The researchers have identified a potential genetic target for treating an especially painful and invasive form of endometriosis.
Their study published in Cell Reports, a scientific journal, could lead to better treatments for women suffering from severe forms of endometriosis, said a first co-author of the study.
Their research focused on a type of endometriosis that occurs in women who have a mutation in a gene called ARID1A, which is linked to the more invasive and painful form of the disease. When ARID1A is mutated, so-called "super-enhancers," a part of the DNA that determines the function of cells, run wild, the co-author said. This allows the cells that normally line the uterus to form deep implants outside the uterus and cause severe pelvic pain.
"There haven't been many successful nonhormonal therapies for this form of endometriosis that have made it to the bedside yet," the author said.
In laboratory experiments, the authors tested a drug that appeared to target the super-enhancers and stop the spread of endometriosis. Such a drug -- part of a new type of treatment called "epigenetic therapy" that controls how genes are expressed -- could be far more effective than current treatments, including surgery, hormone therapy and pain management.
Endometriosis, particularly the kind associated with the ARID1A mutation, can be debilitating for many women, often leading to infertility.

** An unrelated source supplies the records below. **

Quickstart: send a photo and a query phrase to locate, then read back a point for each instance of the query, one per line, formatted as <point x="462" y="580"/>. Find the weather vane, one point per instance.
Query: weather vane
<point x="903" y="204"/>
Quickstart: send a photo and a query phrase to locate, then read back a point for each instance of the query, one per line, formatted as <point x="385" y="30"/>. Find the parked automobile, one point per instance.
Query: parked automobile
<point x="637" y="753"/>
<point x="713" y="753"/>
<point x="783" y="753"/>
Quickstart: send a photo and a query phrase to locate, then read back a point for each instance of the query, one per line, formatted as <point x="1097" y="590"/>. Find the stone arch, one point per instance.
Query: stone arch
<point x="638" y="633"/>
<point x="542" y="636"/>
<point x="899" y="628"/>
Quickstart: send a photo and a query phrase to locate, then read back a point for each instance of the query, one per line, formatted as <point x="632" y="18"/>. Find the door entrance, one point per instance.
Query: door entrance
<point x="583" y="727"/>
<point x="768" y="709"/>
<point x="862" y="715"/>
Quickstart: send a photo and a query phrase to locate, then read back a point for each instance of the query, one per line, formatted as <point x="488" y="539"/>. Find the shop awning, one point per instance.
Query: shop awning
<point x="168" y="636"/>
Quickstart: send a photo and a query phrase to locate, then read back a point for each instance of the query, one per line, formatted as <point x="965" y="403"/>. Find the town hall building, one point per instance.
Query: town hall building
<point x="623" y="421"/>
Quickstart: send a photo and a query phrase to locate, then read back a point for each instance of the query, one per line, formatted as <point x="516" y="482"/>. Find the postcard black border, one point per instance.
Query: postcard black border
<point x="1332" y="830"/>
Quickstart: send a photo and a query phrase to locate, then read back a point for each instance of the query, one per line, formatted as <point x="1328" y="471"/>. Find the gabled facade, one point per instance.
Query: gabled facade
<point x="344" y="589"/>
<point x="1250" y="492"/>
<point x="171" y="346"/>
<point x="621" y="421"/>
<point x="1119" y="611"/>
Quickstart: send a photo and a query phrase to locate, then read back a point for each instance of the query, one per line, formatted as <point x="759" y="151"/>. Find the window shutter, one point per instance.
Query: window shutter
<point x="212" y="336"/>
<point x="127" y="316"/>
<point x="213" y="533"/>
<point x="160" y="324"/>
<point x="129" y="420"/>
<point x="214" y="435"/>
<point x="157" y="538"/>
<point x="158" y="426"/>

"It can seriously impact women's quality of life and their ability to have a family and work," said the senior author the study. "It's not easy to treat, and it can become resistant to hormone therapy. The most clinically impactful thing we found is that targeting super-enhancers might be a new treatment for this deeply invasive form of the disease."
The drug they studied targeted a protein in cells called P300, suppressing the super-enhancers and offsetting the effects of the ARID1A mutation, the lead said. The same type of treatment could be used to treat other forms on endometriosis, the author said.
The researchers already are planning follow-up studies to find other drugs that could target P300, the first co-authors said.